International career
- 1995–2004: Trinidad and Tobago / 22 / (0)

Managerial career
- 2018: Matura Reunited

= Travis Mulraine =

Trinidadian footballer (born 1977)

Travis Mulraine (born 2 May 1977) is a Trinidadian football coach and former player.

==Early and personal life==
Born in Laventille, Mulraine attended Queen's Royal College.

==Club career==
Mulraine played as a midfielder for Joe Public, San Jose Earthquakes, D.C. United, W Connection, San Juan Jabloteh, Caledonia AIA and Fredericksburg Hotspur.

In 2000 he was drafted by the San Jose Earthquakes in the first round of the 2000 Major League Soccer SuperDraft as the eighth overall pick. After being released by San Jose Earthquakes on 13 March 2001 he signed for D.C. United the next day. He was waived 14 days later in a pre-season roster reduction.

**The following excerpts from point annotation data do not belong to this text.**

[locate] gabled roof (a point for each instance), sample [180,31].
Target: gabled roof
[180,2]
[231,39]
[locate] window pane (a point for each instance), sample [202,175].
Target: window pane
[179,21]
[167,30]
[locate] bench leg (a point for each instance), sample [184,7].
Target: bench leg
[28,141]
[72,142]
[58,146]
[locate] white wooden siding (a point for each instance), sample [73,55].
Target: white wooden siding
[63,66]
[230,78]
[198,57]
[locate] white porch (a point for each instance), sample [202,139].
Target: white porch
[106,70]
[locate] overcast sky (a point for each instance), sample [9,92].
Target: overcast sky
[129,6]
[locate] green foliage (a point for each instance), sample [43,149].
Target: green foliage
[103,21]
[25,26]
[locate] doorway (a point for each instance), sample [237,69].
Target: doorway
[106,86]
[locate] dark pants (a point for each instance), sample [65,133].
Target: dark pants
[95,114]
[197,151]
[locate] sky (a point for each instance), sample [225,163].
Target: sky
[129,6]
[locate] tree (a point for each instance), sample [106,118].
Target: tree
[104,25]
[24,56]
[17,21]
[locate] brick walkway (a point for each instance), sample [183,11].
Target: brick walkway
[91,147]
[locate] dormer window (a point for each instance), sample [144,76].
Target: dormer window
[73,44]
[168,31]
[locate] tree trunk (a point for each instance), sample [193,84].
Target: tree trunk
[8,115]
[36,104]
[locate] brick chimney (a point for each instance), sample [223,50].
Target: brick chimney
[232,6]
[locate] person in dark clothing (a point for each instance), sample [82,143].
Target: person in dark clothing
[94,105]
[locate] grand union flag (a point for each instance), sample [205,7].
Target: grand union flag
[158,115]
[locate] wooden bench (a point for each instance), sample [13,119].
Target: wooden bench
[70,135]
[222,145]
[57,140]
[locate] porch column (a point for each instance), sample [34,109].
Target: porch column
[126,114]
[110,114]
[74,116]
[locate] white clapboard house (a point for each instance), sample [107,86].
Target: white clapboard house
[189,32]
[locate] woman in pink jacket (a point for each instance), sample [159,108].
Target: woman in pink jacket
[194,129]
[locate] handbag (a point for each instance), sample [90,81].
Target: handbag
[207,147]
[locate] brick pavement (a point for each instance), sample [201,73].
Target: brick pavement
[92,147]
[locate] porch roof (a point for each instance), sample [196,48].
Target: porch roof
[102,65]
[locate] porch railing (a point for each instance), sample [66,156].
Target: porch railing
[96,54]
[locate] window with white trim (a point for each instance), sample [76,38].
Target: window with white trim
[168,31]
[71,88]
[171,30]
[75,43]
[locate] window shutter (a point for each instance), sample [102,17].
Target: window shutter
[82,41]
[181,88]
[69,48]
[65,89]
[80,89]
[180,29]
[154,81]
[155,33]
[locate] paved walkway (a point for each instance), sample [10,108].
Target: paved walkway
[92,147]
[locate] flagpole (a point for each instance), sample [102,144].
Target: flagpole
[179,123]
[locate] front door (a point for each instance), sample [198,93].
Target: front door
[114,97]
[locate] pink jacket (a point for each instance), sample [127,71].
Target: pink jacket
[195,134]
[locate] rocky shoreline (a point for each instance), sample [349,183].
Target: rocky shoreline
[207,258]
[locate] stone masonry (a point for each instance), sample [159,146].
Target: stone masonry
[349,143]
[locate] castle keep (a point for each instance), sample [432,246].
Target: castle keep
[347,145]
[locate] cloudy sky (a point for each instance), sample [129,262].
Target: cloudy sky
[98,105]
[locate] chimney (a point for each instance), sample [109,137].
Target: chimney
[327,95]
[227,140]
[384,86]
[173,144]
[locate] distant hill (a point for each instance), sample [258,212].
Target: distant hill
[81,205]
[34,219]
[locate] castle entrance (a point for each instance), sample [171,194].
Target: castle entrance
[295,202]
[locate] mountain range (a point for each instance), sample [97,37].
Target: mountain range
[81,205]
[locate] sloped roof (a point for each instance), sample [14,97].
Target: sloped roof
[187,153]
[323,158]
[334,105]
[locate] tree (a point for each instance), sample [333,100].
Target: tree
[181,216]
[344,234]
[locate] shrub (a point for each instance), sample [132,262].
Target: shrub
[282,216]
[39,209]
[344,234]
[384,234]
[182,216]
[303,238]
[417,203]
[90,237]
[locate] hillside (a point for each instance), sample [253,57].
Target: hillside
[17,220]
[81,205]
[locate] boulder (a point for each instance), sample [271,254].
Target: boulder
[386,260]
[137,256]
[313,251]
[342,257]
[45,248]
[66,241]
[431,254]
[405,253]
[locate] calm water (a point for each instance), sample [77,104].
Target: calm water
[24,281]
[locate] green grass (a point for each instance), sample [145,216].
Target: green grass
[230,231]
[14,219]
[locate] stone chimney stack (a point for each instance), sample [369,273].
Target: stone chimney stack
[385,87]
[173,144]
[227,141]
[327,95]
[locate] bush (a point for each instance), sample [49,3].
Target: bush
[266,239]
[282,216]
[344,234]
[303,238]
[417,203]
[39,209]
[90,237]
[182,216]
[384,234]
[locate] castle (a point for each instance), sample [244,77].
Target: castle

In November 2001 he underwent a five-day trial with German club Union Berlin. He initially retired from football after the 2008 season, before returning to former club San Juan Jabloteh in July 2009, taking up a role as a player-coach, before becoming player-coach at Caledonia AIA in February 2010. In 2012 he became a player-coach at Fredericksburg Hotspur.

==International career==
Mulraine earned 22 caps for the Trinidad and Tobago national team between 1995 and 2005. In November 2002 he became captain of the national team.

==Coaching career==
In May 2009 he began training as a coach. He began as a player-coach at San Juan Jabloteh later that year, becoming player-coach at Caledonia AIA in February 2010. In 2012 he became a player-coach at Fredericksburg Hotspur. He later managed Matura Reunited, resigning in September 2018.